Original Article


Overexpression and Immunosuppressive Functions of Transforming Growth Factor 1, Vascular Endothelial Growth Factor and Interleukin-10 in Epithelial Ovarian Cancer

Chan-zhen Liu, Li Zhang, Xiao-hong Chang, Ye-xia Cheng, Hong-yan Cheng, Xue Ye, Tian-yun Fu, Jun Chen, Heng Cui

Abstract

Objective: Transforming growth factor-1 (TGF-Β1), vascular endothelial growth factor (VEGF), and interleukin-10 (IL-10) may be critical cytokines in the microenvironment of a tumor, playing roles in immune suppression.

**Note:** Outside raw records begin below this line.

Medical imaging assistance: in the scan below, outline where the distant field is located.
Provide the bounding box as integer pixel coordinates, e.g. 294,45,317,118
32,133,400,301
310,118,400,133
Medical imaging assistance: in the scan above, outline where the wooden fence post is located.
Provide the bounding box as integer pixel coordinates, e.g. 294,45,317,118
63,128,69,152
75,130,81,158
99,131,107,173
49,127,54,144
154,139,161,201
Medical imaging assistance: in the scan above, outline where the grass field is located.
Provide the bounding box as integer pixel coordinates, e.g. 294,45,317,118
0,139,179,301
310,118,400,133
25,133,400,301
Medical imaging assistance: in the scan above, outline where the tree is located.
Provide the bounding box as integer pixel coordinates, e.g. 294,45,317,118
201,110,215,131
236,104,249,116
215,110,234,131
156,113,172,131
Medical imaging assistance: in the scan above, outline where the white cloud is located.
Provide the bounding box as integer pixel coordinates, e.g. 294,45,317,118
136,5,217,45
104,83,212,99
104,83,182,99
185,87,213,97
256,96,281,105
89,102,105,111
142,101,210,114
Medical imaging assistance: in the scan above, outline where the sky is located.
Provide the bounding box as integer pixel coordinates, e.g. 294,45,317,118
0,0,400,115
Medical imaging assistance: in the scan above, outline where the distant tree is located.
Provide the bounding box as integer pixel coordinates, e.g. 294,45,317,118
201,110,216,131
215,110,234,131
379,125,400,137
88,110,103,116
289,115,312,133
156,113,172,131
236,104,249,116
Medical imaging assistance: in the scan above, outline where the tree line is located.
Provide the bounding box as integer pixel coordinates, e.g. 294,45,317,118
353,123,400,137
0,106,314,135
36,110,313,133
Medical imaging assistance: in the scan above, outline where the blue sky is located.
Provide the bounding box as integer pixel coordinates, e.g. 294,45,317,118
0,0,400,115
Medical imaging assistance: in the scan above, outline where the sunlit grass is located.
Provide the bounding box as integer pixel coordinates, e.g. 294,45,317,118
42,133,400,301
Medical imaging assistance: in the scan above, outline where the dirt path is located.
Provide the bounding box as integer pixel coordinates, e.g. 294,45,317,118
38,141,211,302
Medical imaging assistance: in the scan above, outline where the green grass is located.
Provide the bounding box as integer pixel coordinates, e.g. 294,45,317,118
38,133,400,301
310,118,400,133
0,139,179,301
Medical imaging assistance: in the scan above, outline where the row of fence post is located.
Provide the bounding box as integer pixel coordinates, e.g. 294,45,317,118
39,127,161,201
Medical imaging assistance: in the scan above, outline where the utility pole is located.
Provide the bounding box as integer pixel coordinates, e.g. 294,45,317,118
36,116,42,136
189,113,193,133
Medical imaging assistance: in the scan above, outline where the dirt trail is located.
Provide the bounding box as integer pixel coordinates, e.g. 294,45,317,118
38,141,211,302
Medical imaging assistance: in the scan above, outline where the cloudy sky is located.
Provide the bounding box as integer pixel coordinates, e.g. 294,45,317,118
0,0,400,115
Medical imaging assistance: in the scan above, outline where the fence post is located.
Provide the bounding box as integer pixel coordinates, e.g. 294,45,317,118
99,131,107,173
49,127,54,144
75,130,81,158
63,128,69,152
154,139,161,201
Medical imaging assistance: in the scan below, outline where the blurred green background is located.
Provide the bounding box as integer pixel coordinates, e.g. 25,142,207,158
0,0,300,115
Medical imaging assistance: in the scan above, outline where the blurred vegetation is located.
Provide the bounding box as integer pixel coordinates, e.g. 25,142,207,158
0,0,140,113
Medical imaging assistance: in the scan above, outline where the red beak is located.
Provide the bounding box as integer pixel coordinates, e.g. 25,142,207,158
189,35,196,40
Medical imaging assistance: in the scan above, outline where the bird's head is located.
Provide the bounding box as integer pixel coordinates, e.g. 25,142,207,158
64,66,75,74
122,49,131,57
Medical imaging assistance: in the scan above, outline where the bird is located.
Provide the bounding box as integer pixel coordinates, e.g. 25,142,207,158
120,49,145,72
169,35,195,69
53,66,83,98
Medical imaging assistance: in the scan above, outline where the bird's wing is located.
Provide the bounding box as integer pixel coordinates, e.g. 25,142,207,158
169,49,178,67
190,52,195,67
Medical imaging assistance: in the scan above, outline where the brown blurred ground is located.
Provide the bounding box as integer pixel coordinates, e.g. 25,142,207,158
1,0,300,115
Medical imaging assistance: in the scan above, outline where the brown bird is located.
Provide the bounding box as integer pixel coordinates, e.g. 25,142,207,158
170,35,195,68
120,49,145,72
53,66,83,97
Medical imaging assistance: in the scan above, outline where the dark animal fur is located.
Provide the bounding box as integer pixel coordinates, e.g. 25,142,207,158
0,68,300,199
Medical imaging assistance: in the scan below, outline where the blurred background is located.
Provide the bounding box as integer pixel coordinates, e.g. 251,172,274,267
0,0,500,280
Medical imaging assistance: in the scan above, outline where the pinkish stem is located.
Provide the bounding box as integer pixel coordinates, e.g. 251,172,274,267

This study was conducted to elucidate the roles and immunosuppressive functions of these cytokines in epithelial ovarian cancer (EOC).
Methods: The expression levels of TGF-Β1, VEGF and IL-10 in malignant tissue were evaluated by immunehistochemistry and compared with corresponding borderline, benign, and tumor-free tissues. Moreover, relationships among the levels of these cytokines and correlations between expression and the prognosis of EOC were analyzed by Pearson rank correlations and multi-factor Logistic regression. The roles of TGF-Β1, VEGF, and IL-10 in the immunosuppressive microenvironment of ovarian cancer were studied through dendritic cell (DC) maturation and CD4+CD25+FoxP3+ Treg generation in vitro experiments.
Results: TGF-Β1, VEGF, and IL-10 were expressed in 100%, 74.69%, and 54.96% of EOC patients, respectively. TGF-1 was an independent prognostic factor for EOC. IL-10 was significantly co-expressed with VEGF. In vitro, VEGF and TGF-Β1 strongly interfered with DC maturation and consequently led to immature DCs, which secreted high levels of IL-10 that accumulated around the tumor site. TGF-Β1 and IL-10 induced Treg generation without antigen presentation in DCs.
Conclusions: TGF-Β1, VEGF and IL-10 play important roles in EOC and can lead to frequent immune evasion events.